Figure 8.

Expression of CD44 in H felis–infected Lgr5-Cre;Bmpr1a^flox-floxmice. One- to 2-month-old Lgr5-Cre mice and Lgr5-Cre;Bmpr1a^flox-flox mice were treated with 1 intraperitoneal injection of tamoxifen (0.1 mg/g body weight) and inoculated with H felis 2 months after tamoxifen. Animals were analyzed 3 months after inoculation and 5 months after tamoxifen injection. (A) Paraffin sections of the lesser curvature of Lgr5-Cre and Lgr5-Cre;Bmpr1a^flox-flox mice in the presence and absence of H felis (H. f.) stained with anti-CD44 primary antibodies and a biotin-conjugated secondary antibody. The magnified window shows intense CD44 staining of epithelial cells in H felis–infected Lgr5-Cre;Bmpr1a^flox-flox mice. Scale bar: 100 μm, 50 μm in the magnified window. Arrows point to CD44^+ve cells. (B) Paraffin sections of the lesser curvature of noninfected and H felis–infected Lgr5-Cre;Bmpr1a^flox-flox mice stained with anti-CD44v9 primary antibodies and Alexa 488–conjugated secondary antibodies.

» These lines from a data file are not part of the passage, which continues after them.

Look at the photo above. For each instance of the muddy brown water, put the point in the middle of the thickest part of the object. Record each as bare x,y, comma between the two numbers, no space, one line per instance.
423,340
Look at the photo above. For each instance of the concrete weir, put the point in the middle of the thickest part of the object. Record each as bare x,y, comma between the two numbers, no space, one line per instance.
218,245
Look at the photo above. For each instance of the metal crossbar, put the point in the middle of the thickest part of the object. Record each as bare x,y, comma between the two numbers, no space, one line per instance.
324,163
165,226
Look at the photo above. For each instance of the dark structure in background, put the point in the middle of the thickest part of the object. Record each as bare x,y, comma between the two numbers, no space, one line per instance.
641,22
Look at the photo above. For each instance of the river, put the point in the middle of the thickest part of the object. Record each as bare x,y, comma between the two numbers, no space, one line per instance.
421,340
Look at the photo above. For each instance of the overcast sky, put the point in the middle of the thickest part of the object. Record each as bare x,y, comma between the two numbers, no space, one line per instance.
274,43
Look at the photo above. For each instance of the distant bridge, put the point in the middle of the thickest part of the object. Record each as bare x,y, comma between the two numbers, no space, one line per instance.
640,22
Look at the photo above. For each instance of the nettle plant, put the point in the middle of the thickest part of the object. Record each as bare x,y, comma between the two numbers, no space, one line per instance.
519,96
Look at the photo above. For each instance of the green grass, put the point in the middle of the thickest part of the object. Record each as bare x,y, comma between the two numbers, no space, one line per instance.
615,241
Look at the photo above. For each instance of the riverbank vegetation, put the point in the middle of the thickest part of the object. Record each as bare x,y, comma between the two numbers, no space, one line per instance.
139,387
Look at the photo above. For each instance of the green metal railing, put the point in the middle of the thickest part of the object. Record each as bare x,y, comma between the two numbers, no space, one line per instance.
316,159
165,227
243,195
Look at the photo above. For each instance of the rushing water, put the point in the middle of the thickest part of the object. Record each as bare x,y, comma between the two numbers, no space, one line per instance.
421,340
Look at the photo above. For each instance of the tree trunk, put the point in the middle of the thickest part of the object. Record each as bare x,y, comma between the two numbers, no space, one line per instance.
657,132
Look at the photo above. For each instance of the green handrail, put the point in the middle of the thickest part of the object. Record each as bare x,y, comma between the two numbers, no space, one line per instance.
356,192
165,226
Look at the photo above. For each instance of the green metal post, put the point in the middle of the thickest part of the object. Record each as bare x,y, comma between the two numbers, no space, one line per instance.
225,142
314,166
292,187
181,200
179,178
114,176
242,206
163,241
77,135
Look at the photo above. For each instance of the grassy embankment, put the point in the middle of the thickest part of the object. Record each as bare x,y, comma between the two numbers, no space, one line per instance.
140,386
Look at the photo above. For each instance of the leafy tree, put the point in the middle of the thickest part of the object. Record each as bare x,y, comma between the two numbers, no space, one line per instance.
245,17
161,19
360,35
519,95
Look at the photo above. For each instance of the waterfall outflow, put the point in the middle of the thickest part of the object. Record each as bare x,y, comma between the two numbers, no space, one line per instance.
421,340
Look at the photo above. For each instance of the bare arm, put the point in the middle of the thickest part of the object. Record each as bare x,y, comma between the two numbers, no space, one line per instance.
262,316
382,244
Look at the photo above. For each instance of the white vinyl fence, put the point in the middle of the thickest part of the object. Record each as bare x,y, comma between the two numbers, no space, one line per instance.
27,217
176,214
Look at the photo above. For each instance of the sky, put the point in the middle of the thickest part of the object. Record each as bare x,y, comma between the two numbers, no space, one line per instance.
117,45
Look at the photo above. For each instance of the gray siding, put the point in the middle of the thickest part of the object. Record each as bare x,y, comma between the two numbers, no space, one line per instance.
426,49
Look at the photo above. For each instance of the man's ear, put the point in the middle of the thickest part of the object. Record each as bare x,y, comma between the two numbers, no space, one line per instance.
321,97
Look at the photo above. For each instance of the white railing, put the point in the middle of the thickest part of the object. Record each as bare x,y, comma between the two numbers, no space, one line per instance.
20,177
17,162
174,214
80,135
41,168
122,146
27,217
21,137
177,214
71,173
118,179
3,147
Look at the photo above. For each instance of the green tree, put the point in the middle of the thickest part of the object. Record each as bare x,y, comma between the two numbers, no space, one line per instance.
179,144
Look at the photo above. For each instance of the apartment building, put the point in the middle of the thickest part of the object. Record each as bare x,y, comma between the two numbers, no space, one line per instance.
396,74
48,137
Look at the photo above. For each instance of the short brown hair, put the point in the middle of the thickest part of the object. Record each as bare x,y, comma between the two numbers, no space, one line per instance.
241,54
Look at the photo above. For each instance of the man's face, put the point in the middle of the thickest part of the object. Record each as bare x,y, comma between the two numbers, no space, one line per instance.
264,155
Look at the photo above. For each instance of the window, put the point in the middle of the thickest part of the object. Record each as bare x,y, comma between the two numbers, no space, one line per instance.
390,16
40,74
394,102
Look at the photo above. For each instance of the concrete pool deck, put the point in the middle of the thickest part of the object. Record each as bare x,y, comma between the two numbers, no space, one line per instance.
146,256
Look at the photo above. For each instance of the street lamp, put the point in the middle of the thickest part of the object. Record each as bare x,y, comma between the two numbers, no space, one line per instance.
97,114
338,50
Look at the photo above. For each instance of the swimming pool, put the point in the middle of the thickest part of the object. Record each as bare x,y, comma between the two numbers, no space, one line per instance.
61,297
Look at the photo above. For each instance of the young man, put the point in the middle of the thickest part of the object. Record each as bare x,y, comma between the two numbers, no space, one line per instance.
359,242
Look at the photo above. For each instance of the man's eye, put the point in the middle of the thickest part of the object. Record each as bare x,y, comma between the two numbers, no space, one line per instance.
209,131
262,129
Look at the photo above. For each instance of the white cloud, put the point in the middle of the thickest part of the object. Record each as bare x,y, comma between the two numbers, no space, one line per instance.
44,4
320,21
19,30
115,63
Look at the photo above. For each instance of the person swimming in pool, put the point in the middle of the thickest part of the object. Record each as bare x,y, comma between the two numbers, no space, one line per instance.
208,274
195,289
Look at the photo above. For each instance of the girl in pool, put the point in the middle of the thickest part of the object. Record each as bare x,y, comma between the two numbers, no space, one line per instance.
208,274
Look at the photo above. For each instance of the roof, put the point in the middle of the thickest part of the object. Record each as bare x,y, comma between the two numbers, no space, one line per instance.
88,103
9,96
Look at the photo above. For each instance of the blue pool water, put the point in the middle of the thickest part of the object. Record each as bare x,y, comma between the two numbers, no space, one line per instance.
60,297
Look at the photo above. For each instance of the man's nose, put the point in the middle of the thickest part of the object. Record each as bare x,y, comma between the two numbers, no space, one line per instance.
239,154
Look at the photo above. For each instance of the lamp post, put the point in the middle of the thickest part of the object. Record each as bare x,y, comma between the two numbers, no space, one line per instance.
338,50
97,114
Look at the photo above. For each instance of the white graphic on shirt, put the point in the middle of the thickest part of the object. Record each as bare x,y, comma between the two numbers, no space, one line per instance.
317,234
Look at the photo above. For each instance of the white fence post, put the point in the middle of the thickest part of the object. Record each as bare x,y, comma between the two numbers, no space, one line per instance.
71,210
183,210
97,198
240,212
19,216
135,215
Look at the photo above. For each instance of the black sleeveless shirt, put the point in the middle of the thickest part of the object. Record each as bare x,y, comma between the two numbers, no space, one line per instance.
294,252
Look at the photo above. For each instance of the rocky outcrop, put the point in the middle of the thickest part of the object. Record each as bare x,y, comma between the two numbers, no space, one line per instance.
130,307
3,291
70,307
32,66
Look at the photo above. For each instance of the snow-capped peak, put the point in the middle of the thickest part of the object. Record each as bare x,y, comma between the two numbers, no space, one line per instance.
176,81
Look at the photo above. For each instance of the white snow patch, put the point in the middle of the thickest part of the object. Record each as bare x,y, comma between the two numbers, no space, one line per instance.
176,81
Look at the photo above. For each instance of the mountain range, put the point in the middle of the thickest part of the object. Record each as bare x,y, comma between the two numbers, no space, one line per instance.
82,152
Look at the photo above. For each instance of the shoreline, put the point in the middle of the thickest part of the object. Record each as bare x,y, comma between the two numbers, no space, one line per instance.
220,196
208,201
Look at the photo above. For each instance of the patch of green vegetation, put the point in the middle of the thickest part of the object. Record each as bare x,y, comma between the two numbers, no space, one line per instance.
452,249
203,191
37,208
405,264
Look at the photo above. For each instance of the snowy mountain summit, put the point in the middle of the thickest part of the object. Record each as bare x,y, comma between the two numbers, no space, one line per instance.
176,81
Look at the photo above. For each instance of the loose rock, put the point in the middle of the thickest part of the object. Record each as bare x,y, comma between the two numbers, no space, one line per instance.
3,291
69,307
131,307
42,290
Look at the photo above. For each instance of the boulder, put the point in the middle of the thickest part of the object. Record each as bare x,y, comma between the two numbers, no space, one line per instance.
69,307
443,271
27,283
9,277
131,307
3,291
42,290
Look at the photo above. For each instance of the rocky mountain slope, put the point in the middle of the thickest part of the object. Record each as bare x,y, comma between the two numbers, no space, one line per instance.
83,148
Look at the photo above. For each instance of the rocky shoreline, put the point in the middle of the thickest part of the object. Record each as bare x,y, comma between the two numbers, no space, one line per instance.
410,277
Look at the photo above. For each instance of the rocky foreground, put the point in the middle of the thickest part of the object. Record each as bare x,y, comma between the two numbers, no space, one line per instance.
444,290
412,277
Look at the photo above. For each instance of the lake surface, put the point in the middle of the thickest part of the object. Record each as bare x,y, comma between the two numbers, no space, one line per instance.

The magnified window shows CD44v9 staining of epithelial cells at the base of glands in H felis–infected Lgr5-Cre;Bmpr1a^flox-flox mice. Scale bar: 100 μm, 50 μm in the magnified window. Arrows point at CD44v9^+ve cells. (C) Paraffin sections of the lesser curvature of H felis–infected Lgr5-Cre;Bmpr1a^flox-flox mice stained with anti-CD44 primary antibodies and Alexa 594-conjugated secondary antibodies (red) together with Alexa 488–conjugated GSII (green), anti-CD44 primary antibodies and Alexa 488–conjugated secondary antibodies (green) together with IF antibodies and Alexa 555–conjugated secondary antibodies (red) and anti-CD44 primary antibodies and Alexa 488–conjugated secondary antibodies (green) together with anti-Ki67 antibodies and Alexa 555–conjugated secondary antibodies (red). Similar results were observed in at least 2 other mice in each group. Scale bar: 50 μm. DAPI, 4′,6-diamidino-2-phenylindole.